Olmeier schlüpfen schließlich in der seltenen Drachengeburt

Der Olm ist fast zu bizarr, um es zu glauben. Der Höhlenbewohner mit dem Spitznamen "Baby-Drache" und "menschlicher Fisch" verdankt sein seltsames Aussehen unterirdischen Anpassungen wie äußeren Kiemen, hautbedeckten Augen und einem langen, blassen Körper. Wenn das nicht fremd genug ist, kann es auch 100 Jahre leben, ein Jahrzehnt ohne Nahrung auskommen und Elektrizität verwenden, um in völliger Dunkelheit zu "sehen".

Olms lauern seit 200 Millionen Jahren tief in Teilen Europas oder etwa 1000-mal länger als unsere Spezies bisher.
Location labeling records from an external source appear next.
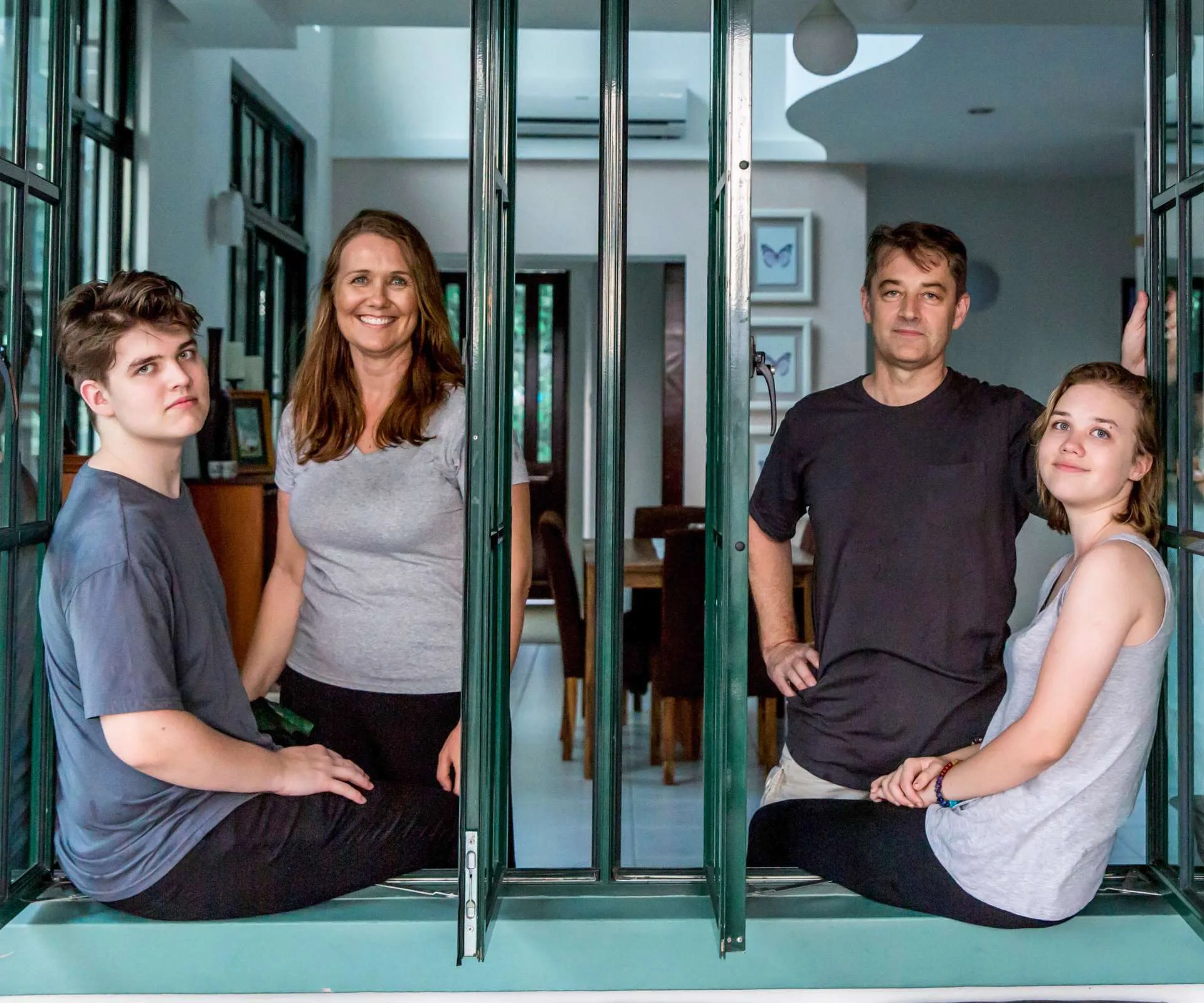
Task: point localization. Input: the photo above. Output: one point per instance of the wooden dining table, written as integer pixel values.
(642, 569)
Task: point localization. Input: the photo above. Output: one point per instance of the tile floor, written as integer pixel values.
(662, 826)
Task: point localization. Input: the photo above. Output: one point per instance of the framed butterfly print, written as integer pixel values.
(786, 344)
(782, 257)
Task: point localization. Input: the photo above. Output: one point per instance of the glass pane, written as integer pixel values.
(9, 77)
(90, 60)
(1173, 558)
(88, 211)
(277, 386)
(258, 335)
(1171, 80)
(27, 653)
(519, 364)
(36, 315)
(259, 157)
(1171, 303)
(543, 412)
(112, 57)
(127, 247)
(239, 298)
(105, 213)
(452, 303)
(1197, 765)
(247, 146)
(38, 150)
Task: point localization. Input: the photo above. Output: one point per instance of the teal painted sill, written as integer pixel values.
(388, 940)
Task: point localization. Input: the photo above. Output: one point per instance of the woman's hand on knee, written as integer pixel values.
(912, 784)
(448, 770)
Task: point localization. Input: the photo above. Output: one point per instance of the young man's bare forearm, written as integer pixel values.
(772, 579)
(179, 748)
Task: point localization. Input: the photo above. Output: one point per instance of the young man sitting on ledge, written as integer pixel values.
(170, 804)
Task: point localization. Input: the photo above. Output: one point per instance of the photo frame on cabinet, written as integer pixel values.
(786, 344)
(252, 433)
(783, 243)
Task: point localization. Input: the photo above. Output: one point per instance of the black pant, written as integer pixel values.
(273, 854)
(389, 736)
(874, 849)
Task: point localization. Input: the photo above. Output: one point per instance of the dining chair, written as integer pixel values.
(678, 668)
(655, 522)
(571, 625)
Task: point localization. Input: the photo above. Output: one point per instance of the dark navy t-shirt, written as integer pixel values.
(133, 619)
(916, 512)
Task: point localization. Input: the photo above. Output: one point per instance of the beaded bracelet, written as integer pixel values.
(941, 778)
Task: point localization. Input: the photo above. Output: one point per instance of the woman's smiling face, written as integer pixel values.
(1087, 456)
(376, 298)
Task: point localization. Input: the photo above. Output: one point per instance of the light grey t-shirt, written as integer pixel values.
(1040, 849)
(134, 619)
(383, 592)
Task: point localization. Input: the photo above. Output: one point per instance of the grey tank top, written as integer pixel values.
(1040, 849)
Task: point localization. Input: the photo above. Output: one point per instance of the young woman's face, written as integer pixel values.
(1087, 456)
(376, 299)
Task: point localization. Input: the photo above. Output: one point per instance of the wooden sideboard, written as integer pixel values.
(239, 518)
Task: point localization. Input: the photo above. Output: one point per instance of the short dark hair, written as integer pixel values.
(925, 243)
(94, 316)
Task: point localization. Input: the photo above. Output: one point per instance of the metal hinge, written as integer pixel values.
(470, 894)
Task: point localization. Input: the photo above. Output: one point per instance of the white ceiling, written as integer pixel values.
(769, 16)
(1069, 102)
(1065, 76)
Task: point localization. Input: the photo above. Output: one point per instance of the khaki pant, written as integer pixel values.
(789, 782)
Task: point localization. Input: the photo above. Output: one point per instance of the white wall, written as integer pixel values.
(557, 216)
(183, 147)
(405, 92)
(1061, 249)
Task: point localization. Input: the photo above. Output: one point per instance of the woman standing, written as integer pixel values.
(1018, 830)
(361, 617)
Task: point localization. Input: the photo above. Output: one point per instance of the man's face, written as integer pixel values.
(157, 391)
(913, 311)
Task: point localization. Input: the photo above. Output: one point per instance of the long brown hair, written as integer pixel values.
(328, 413)
(1144, 506)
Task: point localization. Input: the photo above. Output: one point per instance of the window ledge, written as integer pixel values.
(389, 941)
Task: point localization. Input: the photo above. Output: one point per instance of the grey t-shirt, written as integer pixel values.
(1040, 849)
(133, 619)
(383, 532)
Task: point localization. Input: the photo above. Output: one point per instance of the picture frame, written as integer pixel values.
(786, 344)
(782, 259)
(251, 433)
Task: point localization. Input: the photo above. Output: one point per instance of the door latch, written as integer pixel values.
(761, 366)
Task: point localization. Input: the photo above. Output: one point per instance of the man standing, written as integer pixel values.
(918, 481)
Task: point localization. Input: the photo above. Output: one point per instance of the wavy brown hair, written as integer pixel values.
(328, 413)
(1144, 506)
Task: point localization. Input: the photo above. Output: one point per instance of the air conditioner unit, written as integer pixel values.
(657, 110)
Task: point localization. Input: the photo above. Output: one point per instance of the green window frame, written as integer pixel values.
(1175, 183)
(33, 145)
(104, 86)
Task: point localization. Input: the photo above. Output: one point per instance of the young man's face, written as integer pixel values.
(157, 389)
(913, 311)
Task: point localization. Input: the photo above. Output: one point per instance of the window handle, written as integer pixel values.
(765, 369)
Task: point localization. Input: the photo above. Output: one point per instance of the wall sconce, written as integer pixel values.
(228, 218)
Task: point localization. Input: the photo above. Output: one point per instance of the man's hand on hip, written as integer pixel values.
(791, 666)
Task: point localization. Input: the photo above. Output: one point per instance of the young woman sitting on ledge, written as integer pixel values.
(1018, 830)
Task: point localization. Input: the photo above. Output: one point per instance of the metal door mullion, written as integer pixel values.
(610, 435)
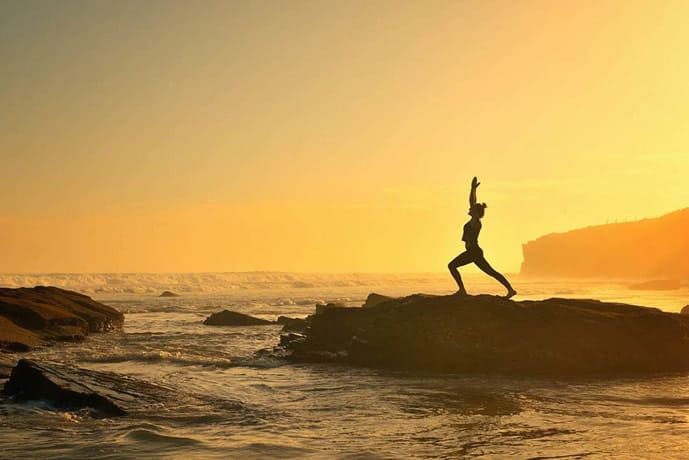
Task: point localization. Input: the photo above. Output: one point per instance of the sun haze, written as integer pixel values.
(330, 136)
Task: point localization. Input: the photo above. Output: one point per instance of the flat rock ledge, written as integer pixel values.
(233, 318)
(32, 317)
(489, 334)
(68, 387)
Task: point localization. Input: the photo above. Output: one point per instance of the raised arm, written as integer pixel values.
(472, 195)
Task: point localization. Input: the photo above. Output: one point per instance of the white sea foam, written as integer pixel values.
(184, 283)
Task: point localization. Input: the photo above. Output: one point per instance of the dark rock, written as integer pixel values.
(7, 362)
(232, 318)
(31, 317)
(491, 334)
(322, 308)
(655, 285)
(292, 324)
(374, 299)
(73, 388)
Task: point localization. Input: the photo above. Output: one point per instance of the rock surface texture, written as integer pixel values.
(74, 388)
(31, 317)
(489, 334)
(232, 318)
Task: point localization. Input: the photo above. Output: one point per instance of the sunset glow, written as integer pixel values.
(330, 136)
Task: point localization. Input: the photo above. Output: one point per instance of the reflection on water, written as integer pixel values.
(240, 405)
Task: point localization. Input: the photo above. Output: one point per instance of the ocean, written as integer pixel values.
(244, 404)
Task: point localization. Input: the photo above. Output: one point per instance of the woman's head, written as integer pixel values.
(478, 210)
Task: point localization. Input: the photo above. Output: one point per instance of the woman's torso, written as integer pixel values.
(470, 233)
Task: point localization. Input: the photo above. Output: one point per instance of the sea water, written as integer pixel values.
(247, 405)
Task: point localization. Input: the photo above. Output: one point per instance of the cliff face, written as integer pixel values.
(650, 248)
(489, 334)
(31, 317)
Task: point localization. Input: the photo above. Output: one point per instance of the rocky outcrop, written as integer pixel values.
(374, 299)
(232, 318)
(7, 362)
(646, 249)
(292, 324)
(71, 388)
(490, 334)
(31, 317)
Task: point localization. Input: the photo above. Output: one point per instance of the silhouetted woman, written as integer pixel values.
(473, 252)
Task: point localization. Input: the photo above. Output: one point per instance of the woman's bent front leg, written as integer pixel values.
(483, 264)
(462, 259)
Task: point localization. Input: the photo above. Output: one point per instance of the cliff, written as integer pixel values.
(31, 317)
(489, 334)
(649, 249)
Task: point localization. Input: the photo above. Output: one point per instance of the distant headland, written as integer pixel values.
(646, 249)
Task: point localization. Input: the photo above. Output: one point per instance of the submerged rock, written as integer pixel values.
(31, 317)
(232, 318)
(7, 362)
(491, 334)
(73, 388)
(321, 308)
(292, 324)
(374, 299)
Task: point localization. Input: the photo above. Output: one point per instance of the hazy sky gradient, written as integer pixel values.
(330, 136)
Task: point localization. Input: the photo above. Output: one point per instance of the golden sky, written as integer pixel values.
(330, 136)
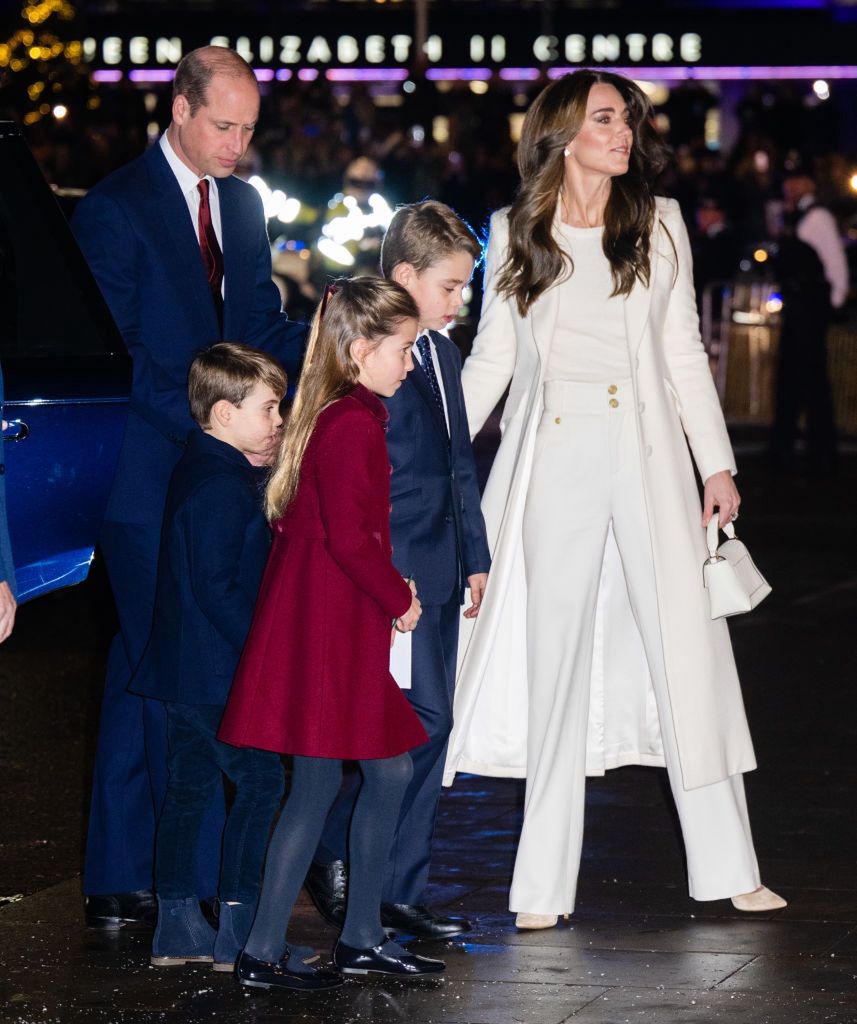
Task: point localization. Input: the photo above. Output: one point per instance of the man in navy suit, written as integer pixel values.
(214, 546)
(438, 539)
(180, 251)
(7, 569)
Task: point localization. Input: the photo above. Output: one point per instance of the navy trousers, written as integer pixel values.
(130, 773)
(433, 675)
(198, 761)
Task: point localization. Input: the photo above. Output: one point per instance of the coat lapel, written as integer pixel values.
(637, 304)
(183, 251)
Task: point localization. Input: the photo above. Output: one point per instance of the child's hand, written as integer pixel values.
(477, 584)
(408, 622)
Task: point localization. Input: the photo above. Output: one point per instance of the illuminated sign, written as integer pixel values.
(399, 48)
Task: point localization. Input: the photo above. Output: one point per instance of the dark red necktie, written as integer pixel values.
(211, 252)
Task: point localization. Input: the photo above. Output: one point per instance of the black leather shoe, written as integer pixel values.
(121, 909)
(418, 921)
(260, 974)
(376, 961)
(328, 888)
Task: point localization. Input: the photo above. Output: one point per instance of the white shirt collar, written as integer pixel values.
(187, 179)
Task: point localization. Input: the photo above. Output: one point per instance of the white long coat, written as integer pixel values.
(676, 403)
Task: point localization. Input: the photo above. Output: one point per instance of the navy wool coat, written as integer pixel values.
(214, 546)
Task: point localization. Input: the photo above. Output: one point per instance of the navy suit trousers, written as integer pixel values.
(130, 774)
(433, 676)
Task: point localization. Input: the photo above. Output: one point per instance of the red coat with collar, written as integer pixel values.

Die spektralen Höhlensalamander wurden erstmals 1689 gemeldet, als die slowenische Naturforscherin Janez Vajkard Valvasor sie verständlicherweise für die Nachkommen von Drachen hielt.

Die Wissenschaft hat dies inzwischen geklärt, doch die Olmen bleiben Jahrhunderte später in Geheimnisse gehüllt. Und trotz ihrer langen Geschichte, uns auszuweichen und zu verwirren, stellen wir jetzt eine der größten Bedrohungen der Spezies dar - und möglicherweise einen ihrer besten Verbündeten.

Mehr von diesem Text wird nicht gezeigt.